Beat Reporting - Reuters’ Jeff Horwitz and Aengen Tham
Local Reporting - Dave Altimari and Ginny Monk of The Connecticut Mirror and Sophie Chou and Haru Korein of ProPublica; and the staff of The Chicago Tribune
National Reporting - Reuters’ Ned Parker, Linda So, Peter Eisler and Mike Spector
International Reporting - The Associated Press’ Dake Kang, Garance Burke, Byron Tau, Aniruddha Ghosal and Yele Grauer (contributors)
Feature Writing - Aaron Parsley of Texas Monthly
Criticism - Mark Lamster (The Dallas Morning News)
Biography - “Pride and Pleasure: The Schuyler Sisters in an Age of Revolution,” by Amanda Vail
The Pulitzer Prize is America’s highest honour in journalism, literature and music, awarded by Columbia University since 1917.
Established through the will of Joseph Pulitzer in 1917, it carries a cash prize of $15,000 and a certificate in 23 categories (15 in journalism). It also awards a gold medal in the 'Public Service' category.
Adnan Abidi, Sanna Irshad Mattoo, Amit Dave and late Danish Siddiqui (2018, 2020, 2022): Reuters photojournalists honoured for coverage of the Rohingya crisis, Hong Kong protests and the COVID-19 pandemic.

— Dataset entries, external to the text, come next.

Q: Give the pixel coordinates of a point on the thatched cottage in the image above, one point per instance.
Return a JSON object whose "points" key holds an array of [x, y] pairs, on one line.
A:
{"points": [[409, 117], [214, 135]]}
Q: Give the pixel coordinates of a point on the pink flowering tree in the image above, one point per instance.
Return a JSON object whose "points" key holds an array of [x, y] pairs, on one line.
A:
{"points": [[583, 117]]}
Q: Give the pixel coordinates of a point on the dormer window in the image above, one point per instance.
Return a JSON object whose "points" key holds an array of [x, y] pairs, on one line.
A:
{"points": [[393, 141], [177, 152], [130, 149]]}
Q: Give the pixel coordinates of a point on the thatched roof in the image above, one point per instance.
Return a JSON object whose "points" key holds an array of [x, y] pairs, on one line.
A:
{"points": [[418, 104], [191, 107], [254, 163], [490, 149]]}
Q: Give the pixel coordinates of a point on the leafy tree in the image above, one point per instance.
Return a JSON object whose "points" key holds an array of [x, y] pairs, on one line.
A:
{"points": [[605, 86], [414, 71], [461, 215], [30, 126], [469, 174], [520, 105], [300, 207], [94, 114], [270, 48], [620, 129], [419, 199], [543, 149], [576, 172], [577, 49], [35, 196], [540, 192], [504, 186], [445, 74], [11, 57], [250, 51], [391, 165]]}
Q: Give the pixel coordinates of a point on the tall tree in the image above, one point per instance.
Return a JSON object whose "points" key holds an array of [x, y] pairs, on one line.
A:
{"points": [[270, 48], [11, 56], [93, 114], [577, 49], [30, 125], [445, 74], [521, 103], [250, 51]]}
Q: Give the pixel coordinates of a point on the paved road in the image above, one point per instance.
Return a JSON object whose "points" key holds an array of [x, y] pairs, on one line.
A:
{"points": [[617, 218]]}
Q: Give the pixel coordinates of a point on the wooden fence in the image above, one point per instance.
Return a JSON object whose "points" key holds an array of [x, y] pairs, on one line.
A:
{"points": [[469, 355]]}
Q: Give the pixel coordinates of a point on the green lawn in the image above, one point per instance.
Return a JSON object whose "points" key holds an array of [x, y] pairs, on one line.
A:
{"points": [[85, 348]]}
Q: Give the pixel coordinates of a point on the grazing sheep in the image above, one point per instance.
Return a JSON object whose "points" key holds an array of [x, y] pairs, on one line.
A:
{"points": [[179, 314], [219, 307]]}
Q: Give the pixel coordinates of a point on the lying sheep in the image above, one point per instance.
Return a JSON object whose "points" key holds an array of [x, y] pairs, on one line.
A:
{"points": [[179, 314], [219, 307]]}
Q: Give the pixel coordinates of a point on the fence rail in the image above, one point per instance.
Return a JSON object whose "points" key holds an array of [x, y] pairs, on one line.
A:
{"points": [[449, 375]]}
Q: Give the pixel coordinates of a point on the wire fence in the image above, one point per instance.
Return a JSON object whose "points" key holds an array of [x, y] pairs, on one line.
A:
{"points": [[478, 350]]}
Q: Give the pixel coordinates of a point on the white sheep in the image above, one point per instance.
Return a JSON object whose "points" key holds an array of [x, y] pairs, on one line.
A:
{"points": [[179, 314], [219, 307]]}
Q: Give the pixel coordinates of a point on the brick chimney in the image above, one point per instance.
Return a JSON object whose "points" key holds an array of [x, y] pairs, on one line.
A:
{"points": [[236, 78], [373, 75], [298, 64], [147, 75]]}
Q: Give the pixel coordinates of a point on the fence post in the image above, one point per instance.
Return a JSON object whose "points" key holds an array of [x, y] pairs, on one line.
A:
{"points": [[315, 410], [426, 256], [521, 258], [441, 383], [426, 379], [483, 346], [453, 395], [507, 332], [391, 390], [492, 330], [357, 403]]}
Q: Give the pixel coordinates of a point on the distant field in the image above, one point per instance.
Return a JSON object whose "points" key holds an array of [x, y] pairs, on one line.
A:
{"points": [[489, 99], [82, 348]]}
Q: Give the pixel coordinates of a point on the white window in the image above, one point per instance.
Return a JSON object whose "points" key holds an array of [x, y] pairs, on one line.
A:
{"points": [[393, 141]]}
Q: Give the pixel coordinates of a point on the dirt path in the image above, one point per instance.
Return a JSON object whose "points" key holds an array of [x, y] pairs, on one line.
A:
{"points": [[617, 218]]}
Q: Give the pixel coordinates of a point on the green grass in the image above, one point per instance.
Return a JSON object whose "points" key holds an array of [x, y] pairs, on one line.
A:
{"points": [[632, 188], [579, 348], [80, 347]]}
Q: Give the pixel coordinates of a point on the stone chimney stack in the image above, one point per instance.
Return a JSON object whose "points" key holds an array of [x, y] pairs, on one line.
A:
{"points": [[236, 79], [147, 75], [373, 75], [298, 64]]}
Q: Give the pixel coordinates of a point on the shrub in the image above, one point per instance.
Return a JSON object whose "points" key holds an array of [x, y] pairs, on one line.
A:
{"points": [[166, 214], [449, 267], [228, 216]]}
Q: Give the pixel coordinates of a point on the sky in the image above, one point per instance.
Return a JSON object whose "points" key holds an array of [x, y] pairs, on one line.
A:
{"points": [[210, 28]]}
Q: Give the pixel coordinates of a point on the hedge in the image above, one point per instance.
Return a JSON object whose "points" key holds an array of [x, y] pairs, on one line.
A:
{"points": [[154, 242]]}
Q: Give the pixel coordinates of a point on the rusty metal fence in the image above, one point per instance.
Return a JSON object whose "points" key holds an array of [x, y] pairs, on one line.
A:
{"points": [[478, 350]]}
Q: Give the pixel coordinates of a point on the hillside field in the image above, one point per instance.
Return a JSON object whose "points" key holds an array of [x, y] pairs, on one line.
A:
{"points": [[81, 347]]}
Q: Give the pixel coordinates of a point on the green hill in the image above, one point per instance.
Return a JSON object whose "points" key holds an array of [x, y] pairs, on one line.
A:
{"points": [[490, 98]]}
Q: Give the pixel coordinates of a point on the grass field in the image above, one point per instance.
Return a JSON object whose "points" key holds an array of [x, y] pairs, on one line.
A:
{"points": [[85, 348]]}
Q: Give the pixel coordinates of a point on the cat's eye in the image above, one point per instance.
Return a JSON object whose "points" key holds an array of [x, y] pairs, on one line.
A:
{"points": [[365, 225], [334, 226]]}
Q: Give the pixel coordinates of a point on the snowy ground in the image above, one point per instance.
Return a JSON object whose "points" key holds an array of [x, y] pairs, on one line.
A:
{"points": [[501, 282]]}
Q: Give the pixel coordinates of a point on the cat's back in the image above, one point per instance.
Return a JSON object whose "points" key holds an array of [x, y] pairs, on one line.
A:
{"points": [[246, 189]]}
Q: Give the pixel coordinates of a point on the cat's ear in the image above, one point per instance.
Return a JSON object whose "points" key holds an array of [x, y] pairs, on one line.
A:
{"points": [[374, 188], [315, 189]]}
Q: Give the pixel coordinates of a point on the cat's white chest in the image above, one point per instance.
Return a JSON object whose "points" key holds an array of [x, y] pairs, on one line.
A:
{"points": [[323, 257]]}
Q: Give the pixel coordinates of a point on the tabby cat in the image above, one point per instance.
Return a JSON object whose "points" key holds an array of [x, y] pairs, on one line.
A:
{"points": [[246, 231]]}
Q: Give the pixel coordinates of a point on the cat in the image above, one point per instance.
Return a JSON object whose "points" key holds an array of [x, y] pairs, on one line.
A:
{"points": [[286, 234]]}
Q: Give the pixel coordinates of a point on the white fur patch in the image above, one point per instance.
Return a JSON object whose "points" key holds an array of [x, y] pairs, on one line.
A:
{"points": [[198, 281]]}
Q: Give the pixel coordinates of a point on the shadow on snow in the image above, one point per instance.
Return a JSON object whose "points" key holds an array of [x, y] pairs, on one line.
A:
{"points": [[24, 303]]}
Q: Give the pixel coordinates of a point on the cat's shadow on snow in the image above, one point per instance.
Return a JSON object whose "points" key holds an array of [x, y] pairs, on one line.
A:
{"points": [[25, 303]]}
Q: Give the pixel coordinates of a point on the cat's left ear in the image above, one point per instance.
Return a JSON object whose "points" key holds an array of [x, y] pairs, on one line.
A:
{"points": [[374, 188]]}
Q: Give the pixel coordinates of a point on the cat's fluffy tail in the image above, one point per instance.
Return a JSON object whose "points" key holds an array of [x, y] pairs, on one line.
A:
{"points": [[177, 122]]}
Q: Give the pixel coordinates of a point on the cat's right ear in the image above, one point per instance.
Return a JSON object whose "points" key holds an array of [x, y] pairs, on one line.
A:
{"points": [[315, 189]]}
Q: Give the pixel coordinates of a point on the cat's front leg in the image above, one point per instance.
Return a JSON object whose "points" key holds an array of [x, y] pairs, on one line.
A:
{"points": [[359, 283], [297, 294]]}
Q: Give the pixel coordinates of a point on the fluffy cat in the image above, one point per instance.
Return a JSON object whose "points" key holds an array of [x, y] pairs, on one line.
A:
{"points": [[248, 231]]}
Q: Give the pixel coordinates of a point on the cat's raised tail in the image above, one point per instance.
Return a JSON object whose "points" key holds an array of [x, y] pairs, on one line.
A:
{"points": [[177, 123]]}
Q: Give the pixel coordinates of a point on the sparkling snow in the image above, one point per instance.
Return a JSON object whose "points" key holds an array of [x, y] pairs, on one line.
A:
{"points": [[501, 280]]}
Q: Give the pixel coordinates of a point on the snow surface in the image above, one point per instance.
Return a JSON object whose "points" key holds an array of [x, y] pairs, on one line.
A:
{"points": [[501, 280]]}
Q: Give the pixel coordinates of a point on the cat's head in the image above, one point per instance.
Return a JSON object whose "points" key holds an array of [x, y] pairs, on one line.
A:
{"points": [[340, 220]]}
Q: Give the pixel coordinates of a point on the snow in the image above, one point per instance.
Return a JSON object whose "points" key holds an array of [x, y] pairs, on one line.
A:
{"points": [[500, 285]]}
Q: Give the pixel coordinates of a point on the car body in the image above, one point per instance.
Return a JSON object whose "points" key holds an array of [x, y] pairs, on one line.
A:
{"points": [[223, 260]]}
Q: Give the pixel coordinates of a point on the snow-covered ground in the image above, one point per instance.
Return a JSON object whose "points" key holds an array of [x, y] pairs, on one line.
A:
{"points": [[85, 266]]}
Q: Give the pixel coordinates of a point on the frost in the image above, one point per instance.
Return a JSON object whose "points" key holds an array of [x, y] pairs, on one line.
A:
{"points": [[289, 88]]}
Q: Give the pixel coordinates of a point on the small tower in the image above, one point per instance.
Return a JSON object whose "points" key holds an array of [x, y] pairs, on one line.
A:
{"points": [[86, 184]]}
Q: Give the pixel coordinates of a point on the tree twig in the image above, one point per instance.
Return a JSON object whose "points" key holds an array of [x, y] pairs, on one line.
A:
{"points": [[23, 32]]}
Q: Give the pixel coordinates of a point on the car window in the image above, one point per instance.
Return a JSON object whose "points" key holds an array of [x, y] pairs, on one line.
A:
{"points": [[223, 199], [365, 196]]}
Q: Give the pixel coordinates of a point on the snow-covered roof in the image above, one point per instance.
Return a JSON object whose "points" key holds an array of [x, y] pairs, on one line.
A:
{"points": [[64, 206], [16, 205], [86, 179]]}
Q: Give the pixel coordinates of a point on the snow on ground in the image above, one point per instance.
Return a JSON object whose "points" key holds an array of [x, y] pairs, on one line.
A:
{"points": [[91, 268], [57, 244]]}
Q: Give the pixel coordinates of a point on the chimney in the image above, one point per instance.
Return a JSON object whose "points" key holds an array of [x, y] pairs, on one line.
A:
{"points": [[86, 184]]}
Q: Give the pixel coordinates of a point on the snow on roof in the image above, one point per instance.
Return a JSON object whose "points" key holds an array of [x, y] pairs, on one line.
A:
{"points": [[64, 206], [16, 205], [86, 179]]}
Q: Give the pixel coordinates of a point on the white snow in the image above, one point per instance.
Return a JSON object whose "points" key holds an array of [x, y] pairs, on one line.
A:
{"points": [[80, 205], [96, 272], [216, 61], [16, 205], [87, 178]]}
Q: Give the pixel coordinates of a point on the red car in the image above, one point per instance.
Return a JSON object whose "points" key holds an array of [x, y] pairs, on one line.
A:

Megha Rajagopalan (2021): Won for investigative reports using satellite technology to expose detention camps in China.
Siddhartha Mukherjee (2011): Won in the 'General Nonfiction' category for "The Emperor of All Maladies: A Biography of Cancer".
Geeta Anand (2003): Won for 'Feature Writing' in The Wall Street Journal.
Jhumpa Lahiri (2000): Won in the 'Fiction' category for "Interpreter of Maladies".
Govind Behari Lal (1937): The first Indian to win this award, recognised for science reporting at Harvard.